The president’s continued discussion of his desire to press Iran and refusal to let them off the hook ought to have encouraged the Israelis. But given the clear desire of America’s P5+1 negotiating partners — a group that includes Iran’s friends Russia and China — to treat the talks as merely a method for preventing an Israeli attack on Iran, it is difficult to fault Netanyahu for his skepticism about a process that, despite Obama’s comments, seems to have no clear agenda or deadline for success. Indeed, accounts of the meeting seem to have confirmed his fears that the whole point is about defusing tension over Iran’s nuclear ambitions and creating a process that will continue until well past November.

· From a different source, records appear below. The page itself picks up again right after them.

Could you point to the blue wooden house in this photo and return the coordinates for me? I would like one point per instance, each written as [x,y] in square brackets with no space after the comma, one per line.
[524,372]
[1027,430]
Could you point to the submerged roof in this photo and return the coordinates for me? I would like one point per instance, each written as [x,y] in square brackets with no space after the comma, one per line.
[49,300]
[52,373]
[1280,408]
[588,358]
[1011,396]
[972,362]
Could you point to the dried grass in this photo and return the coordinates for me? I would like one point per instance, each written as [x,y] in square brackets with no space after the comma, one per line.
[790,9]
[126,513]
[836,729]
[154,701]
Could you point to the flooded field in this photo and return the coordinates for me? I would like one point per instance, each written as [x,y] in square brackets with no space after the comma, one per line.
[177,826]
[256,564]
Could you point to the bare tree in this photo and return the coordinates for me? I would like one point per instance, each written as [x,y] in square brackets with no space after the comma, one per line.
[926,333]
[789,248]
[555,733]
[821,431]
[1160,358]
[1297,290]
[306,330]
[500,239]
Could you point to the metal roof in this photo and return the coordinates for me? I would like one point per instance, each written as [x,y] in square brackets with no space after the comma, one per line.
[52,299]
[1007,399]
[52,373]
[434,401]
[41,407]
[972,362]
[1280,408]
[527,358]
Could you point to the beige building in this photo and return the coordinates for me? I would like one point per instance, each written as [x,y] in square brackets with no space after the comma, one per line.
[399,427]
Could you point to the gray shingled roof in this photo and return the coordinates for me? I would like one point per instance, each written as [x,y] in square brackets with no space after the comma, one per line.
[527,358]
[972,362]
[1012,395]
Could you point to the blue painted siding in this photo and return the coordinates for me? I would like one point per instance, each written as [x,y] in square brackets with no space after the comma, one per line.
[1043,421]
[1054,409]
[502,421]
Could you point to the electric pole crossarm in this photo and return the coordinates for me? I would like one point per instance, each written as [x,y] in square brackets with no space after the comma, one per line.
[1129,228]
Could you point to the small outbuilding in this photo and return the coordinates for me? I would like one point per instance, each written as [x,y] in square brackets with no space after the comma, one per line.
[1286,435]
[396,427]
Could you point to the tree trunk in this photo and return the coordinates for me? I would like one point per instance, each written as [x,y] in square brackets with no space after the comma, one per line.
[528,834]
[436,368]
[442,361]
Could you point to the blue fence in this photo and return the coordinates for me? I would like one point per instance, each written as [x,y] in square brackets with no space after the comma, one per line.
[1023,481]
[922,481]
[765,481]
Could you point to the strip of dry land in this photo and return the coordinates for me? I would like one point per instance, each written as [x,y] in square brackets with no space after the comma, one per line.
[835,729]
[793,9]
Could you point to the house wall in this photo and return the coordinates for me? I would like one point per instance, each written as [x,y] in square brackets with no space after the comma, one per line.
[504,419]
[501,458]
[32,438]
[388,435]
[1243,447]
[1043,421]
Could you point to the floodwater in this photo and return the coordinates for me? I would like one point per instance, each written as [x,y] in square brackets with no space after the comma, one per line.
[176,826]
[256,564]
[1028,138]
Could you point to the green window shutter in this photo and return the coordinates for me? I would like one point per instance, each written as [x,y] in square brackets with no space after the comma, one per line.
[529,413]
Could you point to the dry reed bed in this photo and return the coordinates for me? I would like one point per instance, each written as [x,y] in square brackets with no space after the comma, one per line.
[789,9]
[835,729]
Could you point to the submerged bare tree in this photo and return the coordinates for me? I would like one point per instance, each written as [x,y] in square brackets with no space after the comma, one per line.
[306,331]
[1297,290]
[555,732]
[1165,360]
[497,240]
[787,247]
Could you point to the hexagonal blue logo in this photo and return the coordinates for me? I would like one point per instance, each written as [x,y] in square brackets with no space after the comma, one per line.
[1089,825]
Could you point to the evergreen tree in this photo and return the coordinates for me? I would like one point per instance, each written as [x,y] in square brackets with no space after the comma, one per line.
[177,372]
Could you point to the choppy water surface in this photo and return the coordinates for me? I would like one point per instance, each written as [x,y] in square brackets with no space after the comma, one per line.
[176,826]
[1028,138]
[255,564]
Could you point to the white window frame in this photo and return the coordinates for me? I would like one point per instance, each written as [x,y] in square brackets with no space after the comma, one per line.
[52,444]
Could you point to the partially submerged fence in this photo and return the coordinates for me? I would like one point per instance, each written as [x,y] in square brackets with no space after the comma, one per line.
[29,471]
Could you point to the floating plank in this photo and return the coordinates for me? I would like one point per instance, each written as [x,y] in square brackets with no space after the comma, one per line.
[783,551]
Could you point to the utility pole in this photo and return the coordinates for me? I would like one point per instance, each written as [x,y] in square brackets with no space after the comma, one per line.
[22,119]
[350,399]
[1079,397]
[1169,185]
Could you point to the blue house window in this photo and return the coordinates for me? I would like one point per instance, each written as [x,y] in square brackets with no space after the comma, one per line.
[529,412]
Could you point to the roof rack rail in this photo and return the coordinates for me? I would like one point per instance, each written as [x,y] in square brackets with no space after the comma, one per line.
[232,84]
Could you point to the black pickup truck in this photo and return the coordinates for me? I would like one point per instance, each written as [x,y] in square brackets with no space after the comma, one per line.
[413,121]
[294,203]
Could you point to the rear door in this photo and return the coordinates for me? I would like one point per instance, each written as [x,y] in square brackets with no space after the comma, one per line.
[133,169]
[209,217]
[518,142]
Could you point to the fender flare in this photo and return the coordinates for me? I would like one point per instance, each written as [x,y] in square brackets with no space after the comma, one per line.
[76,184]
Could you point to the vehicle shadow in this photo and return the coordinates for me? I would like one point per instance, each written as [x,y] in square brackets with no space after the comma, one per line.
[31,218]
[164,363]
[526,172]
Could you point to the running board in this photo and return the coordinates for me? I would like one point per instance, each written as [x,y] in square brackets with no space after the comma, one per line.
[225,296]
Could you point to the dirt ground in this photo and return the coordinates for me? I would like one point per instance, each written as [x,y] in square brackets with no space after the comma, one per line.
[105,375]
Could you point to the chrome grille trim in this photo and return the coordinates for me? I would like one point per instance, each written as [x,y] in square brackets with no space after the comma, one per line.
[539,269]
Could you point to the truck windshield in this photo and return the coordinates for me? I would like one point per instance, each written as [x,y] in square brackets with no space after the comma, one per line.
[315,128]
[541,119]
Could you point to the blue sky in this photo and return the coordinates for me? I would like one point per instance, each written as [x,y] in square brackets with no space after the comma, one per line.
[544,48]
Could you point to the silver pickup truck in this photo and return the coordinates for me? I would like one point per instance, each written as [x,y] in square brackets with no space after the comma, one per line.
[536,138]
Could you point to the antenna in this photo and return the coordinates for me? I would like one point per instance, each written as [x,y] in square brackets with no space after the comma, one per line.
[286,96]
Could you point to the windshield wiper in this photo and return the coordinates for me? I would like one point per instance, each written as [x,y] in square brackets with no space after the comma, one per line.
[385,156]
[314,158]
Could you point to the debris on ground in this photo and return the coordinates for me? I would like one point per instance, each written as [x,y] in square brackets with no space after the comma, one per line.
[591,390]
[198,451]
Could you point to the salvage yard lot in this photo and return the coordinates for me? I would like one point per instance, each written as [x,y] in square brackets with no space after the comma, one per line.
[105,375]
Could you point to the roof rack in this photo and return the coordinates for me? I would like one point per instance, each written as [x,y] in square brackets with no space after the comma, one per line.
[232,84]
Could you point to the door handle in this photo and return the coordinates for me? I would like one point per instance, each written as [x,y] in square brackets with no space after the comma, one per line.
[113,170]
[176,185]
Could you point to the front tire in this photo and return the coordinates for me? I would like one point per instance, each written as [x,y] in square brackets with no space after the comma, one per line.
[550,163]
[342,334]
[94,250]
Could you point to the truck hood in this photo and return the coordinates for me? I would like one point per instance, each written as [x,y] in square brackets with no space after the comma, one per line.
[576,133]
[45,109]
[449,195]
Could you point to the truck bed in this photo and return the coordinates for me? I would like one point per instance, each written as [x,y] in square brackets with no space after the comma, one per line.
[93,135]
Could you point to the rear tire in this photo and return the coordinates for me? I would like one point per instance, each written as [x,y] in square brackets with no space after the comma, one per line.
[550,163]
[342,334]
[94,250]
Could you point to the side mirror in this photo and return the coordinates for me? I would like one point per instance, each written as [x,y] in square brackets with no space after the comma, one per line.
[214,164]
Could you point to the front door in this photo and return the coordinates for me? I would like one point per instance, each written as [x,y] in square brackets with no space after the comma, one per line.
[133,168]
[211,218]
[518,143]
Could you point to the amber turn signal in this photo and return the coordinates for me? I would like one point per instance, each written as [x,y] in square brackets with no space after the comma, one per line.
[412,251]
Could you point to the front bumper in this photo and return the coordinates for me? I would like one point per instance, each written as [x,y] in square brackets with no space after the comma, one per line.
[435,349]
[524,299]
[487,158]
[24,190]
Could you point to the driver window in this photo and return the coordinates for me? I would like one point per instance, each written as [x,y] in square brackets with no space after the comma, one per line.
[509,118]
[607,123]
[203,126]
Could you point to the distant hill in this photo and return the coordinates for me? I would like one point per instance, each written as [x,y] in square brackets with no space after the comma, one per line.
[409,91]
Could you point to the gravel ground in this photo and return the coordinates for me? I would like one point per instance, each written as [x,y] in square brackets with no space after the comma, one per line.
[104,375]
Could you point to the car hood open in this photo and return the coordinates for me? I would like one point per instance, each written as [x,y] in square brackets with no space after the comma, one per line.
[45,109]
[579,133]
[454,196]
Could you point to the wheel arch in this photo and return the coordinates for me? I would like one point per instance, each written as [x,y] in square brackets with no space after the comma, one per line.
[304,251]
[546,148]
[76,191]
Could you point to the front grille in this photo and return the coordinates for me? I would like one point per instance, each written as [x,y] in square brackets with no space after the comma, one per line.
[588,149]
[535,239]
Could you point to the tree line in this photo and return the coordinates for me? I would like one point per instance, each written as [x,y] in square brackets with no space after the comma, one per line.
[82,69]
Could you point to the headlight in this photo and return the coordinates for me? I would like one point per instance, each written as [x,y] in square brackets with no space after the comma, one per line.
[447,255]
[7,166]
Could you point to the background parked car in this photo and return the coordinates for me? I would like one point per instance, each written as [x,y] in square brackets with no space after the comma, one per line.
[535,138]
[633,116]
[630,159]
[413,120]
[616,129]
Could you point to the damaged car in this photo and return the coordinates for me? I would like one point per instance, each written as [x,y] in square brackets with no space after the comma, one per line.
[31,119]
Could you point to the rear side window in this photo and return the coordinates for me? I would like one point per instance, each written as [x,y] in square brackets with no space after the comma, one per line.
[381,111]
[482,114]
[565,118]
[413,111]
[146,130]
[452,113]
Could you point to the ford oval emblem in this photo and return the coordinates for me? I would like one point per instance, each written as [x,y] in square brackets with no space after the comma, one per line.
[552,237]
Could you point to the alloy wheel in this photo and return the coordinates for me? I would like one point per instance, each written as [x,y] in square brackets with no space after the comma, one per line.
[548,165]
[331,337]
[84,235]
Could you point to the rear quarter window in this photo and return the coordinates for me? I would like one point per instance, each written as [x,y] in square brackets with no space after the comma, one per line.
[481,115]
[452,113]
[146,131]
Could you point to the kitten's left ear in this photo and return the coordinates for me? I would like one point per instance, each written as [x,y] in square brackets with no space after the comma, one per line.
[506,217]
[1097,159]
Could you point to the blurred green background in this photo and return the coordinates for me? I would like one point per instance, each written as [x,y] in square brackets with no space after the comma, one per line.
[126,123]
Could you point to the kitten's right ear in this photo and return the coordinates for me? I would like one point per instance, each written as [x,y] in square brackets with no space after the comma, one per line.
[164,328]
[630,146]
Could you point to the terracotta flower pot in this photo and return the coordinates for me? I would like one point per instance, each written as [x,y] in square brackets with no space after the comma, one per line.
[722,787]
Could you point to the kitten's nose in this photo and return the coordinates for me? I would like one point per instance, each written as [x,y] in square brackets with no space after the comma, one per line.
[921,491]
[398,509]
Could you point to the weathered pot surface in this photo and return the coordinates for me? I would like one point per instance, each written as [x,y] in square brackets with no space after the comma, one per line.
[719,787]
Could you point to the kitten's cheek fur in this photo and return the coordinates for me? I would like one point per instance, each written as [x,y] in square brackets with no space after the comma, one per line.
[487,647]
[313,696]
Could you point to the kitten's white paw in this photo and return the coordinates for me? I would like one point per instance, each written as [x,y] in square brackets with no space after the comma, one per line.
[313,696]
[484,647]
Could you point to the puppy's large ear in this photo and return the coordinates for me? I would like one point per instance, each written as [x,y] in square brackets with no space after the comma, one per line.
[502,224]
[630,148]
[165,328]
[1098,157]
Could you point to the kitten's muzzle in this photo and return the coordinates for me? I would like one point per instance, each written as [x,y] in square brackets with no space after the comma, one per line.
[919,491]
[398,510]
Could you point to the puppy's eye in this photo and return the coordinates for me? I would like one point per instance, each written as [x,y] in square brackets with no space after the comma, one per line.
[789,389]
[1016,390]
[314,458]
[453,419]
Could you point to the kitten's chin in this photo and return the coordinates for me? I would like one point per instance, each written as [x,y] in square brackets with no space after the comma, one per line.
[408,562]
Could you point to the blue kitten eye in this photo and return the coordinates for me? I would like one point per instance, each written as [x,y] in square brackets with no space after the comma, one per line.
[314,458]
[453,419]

What is perhaps most discouraging about the accounts of the talks and the preparations for the next meeting is that they do not at all seem informed by the fact that the West has been down the garden path with Iran before. This is not the first diplomatic contact with Iran. Several years of talks dating back to the Bush administration and including President Obama’s ludicrous effort at engagement with Tehran all sought to get the Iranians to export their stockpile of enriched uranium as well as to prevent it from creating more. Each time, the Iranians agreed to the discussions and then even gave the impression that a deal was in place before reneging.
The president has indicated he is aware of this, but by buying into the current process and allowing the Russians and the Chinese an equal say in the negotiations, he has set himself up for a repeat performance. Unless he is prepared to get as tough with his own side in the talks as he claims to want to be with Iran, it is difficult to see how he can prevent a “stalling process” from taking up the entire summer and fall with talks that are not likely to achieve anything. The idea that he will be able to persuade the leaky international coalition he has assembled on behalf of sanctions on Iran to go ahead and embargo oil from the rogue state while he is simultaneously engaged in negotiations with it defies common sense. But if all the president is interested in doing is mollifying American public opinion while putting off an Israeli strike, his strategy makes perfect sense.
While Netanyahu is being criticized for going public with his concerns about the talks, his comments about a “freebie” merely indicate that this diplomatic process fools no one in Jerusalem. Both the Iranians and the president share a desire to kick the can down the road until after the November election. All the tough talk from the White House doesn’t change the fact that there is little reason to believe there will be genuine progress toward eliminating the Iranian threat.